The piercing eyes that saw right to her soul. "If you missed me," he said, "you knew how to fix that."
"One would think. But apparently, smart as I am in some areas, I'm a little slow in others."
He didn't correct that, and they jogged along.
He wanted more from her, and she struggled to give it. "Sugar wants Hope back."
"Does she?"
"Yeah. Best news I've had in weeks," she quipped, then could have bit her tongue. Why did she do that?
Seeing right through her, he slanted her a long look but didn't speak. They ran in silence past the park on the right and onto a trail leading into the woods, where there was no development, just trees and wild growth on either side of them. The rain was coming down harder now, cooling her overheated body.
"I'm sorry," she said, gasping for breath. "That back there, about Hope. I lied. I'm going to miss her like hell. Kevin… I'm sorry I hurt you."
"Me, too."
She nodded, not liking the terrifyingly final tone to his voice. She took them off the trail, into the woods.
"Hey," he called, following her. "Where are you going?"

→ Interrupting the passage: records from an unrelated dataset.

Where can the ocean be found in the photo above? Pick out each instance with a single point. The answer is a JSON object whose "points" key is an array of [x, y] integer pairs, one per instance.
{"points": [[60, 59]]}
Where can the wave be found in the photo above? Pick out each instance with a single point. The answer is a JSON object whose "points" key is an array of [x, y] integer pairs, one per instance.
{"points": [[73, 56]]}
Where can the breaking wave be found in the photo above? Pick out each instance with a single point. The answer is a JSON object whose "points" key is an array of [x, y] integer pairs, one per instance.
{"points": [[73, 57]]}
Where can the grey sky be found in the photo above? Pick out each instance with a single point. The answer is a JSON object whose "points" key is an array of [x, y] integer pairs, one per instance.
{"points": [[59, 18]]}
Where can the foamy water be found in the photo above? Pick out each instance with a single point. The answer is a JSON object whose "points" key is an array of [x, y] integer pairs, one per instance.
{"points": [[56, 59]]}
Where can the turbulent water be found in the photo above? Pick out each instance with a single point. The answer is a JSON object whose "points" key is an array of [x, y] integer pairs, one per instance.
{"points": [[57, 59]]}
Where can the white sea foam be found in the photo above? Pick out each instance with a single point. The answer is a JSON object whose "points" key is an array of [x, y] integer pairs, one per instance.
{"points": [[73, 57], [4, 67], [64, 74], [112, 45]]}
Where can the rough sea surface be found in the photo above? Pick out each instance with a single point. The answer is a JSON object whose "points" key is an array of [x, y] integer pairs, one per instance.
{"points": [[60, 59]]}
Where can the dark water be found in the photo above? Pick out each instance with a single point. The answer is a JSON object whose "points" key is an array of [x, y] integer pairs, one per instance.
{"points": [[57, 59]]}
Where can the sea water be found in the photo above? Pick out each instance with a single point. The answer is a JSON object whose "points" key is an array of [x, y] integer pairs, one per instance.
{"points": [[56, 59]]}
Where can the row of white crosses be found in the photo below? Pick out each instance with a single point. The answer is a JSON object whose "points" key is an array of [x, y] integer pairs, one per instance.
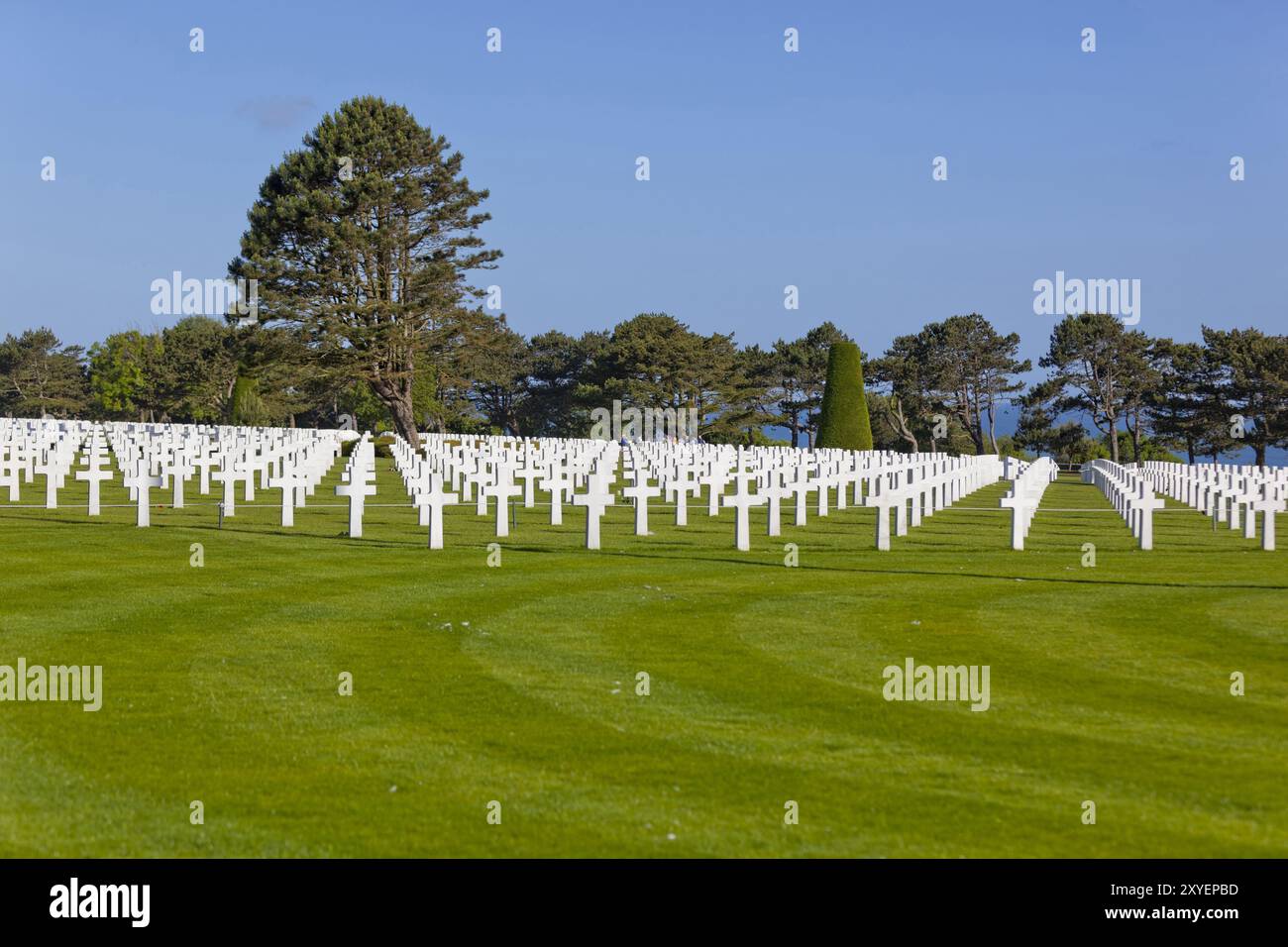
{"points": [[1131, 493], [1232, 493], [1028, 483], [38, 449], [153, 457], [498, 471]]}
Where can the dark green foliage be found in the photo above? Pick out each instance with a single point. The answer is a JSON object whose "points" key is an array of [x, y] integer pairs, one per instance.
{"points": [[844, 419]]}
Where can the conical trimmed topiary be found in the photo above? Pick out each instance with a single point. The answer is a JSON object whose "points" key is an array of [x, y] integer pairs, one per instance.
{"points": [[844, 419]]}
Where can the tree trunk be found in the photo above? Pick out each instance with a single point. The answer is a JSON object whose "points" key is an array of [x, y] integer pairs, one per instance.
{"points": [[397, 398]]}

She kept running. Hoping he followed.
"Mia, I have to get to work…"
She kept running. Please follow me.
"Well, as long as it fits into your schedule, Ms. Gotta Do Everything Her Way or the Highway," he muttered.
Finally she stopped and, huffing for air, turned to face him. "See, now this is why you shouldn't pour your heart out to people. They'll use your personality traits against you."
He made a sound that might have been a laugh or a snort of agreement, but it was cut off when she pushed him back against a tree. "You're going to ruin your shoes," he warned. "Isn't that a crime in Mia-land?"